# Vintage Raleighs



## CS2 (Jul 24, 2007)

I've got a really nice 1989 Technium at home. The frame is just too small for me. I was thinking about swapping the group to another bike. So far so good, did Raleigh make any steel frame bikes of a similar vintage? If not, I'll just move the group over to another ride. Thanks in advance.


----------



## Roadsters (Jul 7, 2008)

http://www.google.com/search?q=1989+Raleigh+bikes


----------



## JJY (Jun 6, 2004)

My first MTB was a 1989 Heat. It was stolen off the back of my car and replaced with a 1990 Raleigh Chill. The chain stays were shortened up in 1990, it went to 1 1/8" headset and the cable routing changed up top. The 90 still lives on with one of my old riding pals. I managed to snag a clean 89 Heat a few years ago. I use it as a time line to see just how far the industry has advanced. The bike is nothing to write home about but it is special to me, that is what makes collecting so different to each of us. This bike now lives with slicks and I use to to buzz around with the kids. The Technium line uses alumnium main tubes bonded to a steel rear triangle. Take a spin before you strip it down. It does have long horizontal rear dropouts so it could have as second chance as a single speeder. -jy


----------



## stan4bikes (May 24, 2006)

*decent bikes but I strip em...*



CS2 said:


> I've got a really nice 1989 Technium at home. The frame is just too small for me. I was thinking about swapping the group to another bike. So far so good, did Raleigh make any steel frame bikes of a similar vintage? If not, I'll just move the group over to another ride. Thanks in advance.


Some have pretty nice parts spec'd on them. I don't think all the Technium frames were bad but why take a chance.

I stripped one for the parts on this '87 Blizzard. I just stripped another for a full XT parts group on the Moulden I'm building.


----------



## CS2 (Jul 24, 2007)

stan4bikes said:


> Some have pretty nice parts spec'd on them. I don't think all the Technium frames were bad but why take a chance.
> 
> I stripped one for the parts on this '87 Blizzard. I just stripped another for a full XT parts group on the Moulden I'm building.

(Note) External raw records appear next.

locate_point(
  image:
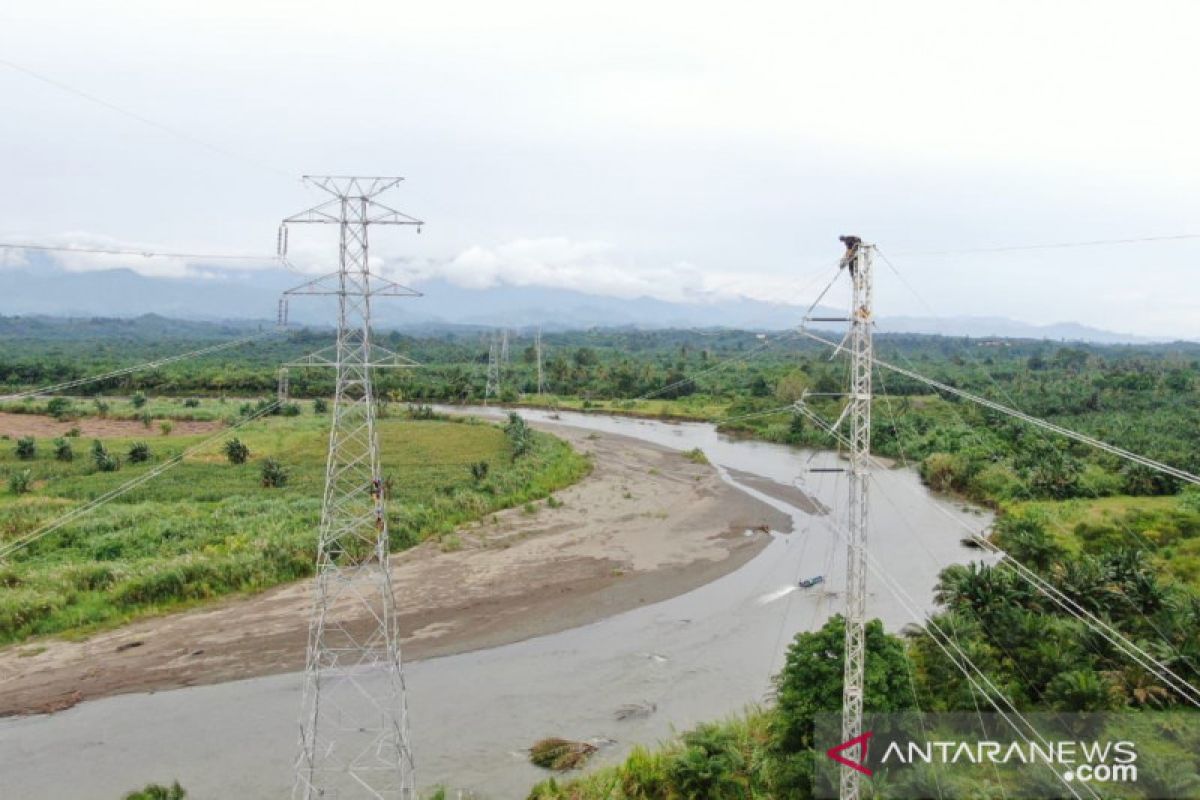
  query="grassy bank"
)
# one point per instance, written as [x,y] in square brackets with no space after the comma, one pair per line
[208,527]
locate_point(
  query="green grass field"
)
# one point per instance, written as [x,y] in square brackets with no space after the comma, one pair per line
[207,527]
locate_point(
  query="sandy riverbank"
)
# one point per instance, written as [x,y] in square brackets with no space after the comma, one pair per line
[646,525]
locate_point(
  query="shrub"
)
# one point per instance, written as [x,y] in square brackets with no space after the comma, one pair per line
[237,451]
[479,470]
[274,474]
[420,411]
[59,408]
[63,450]
[18,482]
[519,434]
[711,765]
[105,461]
[27,449]
[157,792]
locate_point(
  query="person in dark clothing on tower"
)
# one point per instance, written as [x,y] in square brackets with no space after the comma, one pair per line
[847,258]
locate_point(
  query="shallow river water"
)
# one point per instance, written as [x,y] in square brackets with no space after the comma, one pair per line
[702,655]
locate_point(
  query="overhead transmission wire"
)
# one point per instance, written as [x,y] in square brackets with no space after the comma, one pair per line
[148,365]
[1066,245]
[1167,469]
[743,356]
[1164,673]
[975,675]
[124,488]
[1116,638]
[143,253]
[1059,524]
[144,120]
[933,630]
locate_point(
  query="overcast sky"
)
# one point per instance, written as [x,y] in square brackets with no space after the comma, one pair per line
[677,150]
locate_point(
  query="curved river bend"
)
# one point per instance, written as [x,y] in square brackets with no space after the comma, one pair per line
[699,656]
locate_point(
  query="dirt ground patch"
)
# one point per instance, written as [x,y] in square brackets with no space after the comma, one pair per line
[646,525]
[94,427]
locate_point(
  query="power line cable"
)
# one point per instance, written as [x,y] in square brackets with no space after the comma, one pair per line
[138,367]
[144,120]
[1012,248]
[88,507]
[1063,601]
[143,253]
[1167,469]
[1133,534]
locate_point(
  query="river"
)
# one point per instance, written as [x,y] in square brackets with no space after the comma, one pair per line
[702,655]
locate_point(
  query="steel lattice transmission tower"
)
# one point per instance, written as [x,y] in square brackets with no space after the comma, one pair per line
[354,717]
[858,260]
[492,390]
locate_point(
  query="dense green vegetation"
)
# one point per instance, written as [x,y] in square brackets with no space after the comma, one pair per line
[1140,397]
[1121,540]
[209,527]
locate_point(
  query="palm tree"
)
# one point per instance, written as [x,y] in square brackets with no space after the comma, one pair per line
[1138,687]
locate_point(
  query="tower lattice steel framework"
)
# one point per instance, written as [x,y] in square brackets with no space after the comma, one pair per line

I remember the pic you posted of the original Raleigh. I liked it a lot. Mine seems just a little too small for me.


----------



## vintagemtbr (Jun 6, 2004)

I used to own a Raleigh Heat just like yours back in 1990 and it looks like the same size too.Nice to see one again after all these years.


----------



## zushi_fisher (Aug 5, 2011)

*Raleigh Technium Chill MTB 1988*

My first MTB was Raleigh Technium Chill 1988. It was the first model of Chill , came with bent fork and rear U-Brake. The original Shimano Deore components were switched to the recent Deore. 23years past but still working as a commuter. I love it.


----------



## CS2 (Jul 24, 2007)

Here's an 89 I picked up for the group. First year for the straight fork and rear cantilevers. It was the last year for the whishbone rear. The bike is in such nice shape I can't bring myself to strip it. But I just picked up a 90 Stumpjumper frame and fork the other day. I'm thinking the Technium is going to finally give up it's parts.


----------



## old'skool (Jul 2, 2011)

This brings back memories. My 1st "real" MTB was a Raliegh Technium Chill. Under the chainstay U-brakes, T-Bone stem, thumb shifters, bent fork.....Paid 50 bux for it. Must have been about 1990.


----------